Thursday, October 2, 2014

How is reading like a conversation? Establishing big understandings first.

My husband is building his dream garage.  It's huge, has room for a lift, has an upstairs space for storage, and is placed strategically so he has space around it for car storage and parts.  Before we even cleared the first tree, he had a vision of what he wanted the garage to look like, and what he'd be able to accomplish because of how it was built.  When we finally did get to pouring the foundation, it was meticulously set in order to support that vision of the finished building.

This year I'm taking my husband's lead and having a vision of what I want my classroom to look like and accomplish.  It means having that "finished product" in mind, but knowing what pieces need to be put in place in order to make the dream happen are essential as a foundation.

One of those pieces is the comparison of reading to a conversation with the author.

I've adopted this approach after reading (and rereading. . .and rereading) Falling in Love With Close Reading by Christopher Lehman and Kate Roberts. In it, the authors muse:
"We all yearn to be understood.  We want a smile of recognition, a nod of heads in agreement, the feeling of community and connection that being truly understood brings."  What a great connection to misunderstood middle schoolers! And what a great way to bring this idea to reading: "Texts strive to be understood I need much the same way.

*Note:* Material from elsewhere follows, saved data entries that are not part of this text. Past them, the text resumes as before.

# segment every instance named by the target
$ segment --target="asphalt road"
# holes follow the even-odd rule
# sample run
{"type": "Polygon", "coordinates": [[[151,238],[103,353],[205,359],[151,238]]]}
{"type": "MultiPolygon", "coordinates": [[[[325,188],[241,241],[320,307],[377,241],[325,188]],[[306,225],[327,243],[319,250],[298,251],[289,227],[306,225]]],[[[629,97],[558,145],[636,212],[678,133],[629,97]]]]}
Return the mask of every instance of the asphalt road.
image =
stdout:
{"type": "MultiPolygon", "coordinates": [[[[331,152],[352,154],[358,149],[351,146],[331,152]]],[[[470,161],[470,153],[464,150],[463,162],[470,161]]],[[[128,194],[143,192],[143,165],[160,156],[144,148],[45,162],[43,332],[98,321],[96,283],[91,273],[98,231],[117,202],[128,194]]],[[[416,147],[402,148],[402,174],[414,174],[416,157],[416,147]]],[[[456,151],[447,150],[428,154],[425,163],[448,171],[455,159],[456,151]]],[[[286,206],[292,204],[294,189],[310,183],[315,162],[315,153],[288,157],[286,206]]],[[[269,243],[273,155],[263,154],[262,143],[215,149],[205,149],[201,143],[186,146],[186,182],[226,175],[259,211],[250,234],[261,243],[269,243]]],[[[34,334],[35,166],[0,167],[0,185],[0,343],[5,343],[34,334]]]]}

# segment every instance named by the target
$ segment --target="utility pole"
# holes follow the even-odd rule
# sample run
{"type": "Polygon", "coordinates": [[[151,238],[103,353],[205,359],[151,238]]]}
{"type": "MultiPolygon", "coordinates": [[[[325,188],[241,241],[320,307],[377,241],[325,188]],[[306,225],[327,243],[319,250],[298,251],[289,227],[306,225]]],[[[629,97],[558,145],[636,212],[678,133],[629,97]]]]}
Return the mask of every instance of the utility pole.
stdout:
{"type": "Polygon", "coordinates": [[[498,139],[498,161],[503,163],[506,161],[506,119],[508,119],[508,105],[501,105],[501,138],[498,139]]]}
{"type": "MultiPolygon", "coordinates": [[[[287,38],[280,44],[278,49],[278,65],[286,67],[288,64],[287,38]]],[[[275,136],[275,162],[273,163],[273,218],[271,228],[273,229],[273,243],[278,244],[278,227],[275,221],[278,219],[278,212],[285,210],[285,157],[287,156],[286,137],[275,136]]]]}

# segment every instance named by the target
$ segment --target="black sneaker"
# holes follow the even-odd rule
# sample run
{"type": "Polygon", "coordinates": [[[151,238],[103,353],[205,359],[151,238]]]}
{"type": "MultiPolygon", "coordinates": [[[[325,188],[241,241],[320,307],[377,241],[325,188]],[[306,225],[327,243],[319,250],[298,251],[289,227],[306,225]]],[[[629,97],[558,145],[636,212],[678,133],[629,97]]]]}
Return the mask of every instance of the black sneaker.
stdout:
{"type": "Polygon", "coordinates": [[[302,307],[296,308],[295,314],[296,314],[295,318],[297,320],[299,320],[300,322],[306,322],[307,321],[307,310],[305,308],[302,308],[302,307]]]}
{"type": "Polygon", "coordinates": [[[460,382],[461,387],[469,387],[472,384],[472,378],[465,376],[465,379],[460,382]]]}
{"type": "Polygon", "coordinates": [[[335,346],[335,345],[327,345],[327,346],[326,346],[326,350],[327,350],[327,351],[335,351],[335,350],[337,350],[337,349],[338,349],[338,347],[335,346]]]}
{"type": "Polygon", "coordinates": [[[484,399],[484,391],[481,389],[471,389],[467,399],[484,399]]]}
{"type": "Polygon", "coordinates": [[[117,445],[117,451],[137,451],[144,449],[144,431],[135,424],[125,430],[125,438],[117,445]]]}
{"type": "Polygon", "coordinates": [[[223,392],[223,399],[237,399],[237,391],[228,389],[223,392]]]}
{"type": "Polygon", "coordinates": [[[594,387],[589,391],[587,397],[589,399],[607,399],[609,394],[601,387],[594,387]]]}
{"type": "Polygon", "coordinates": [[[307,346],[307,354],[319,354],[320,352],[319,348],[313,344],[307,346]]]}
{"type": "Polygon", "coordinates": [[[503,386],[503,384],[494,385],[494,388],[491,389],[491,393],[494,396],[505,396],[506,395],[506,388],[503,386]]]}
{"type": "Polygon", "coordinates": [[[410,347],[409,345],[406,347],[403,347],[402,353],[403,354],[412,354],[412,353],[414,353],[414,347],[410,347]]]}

Authors thoughtfully select details, hoping we, the readers, are listening."

Looking no further than self-as-a-reader, Lehman and Roberts align close reading to a ritual, one that can be seen in action even as you read this post:
1.  Read with a lens -- pull specific details based on the lens
2.  Find a pattern -- look over those details to see which fit together and how
3.  Grow understandings -- use the patterns to see the "big ideas" in the text

Possibly the simplest, yet to me most profound, statement in this book is the suggestion that teachers often have students make a claim and then find details/evidence to support it, when really readers don't work that way.  Readers need to use the details to build the claim.

With these ideas in mind I'm beginning my first unit of study with my 7th and 8th graders.  We are calling these steps our "reading ritual" with the expectation that eventually the steps will be as second nature as our morning get-ready-for-school routines.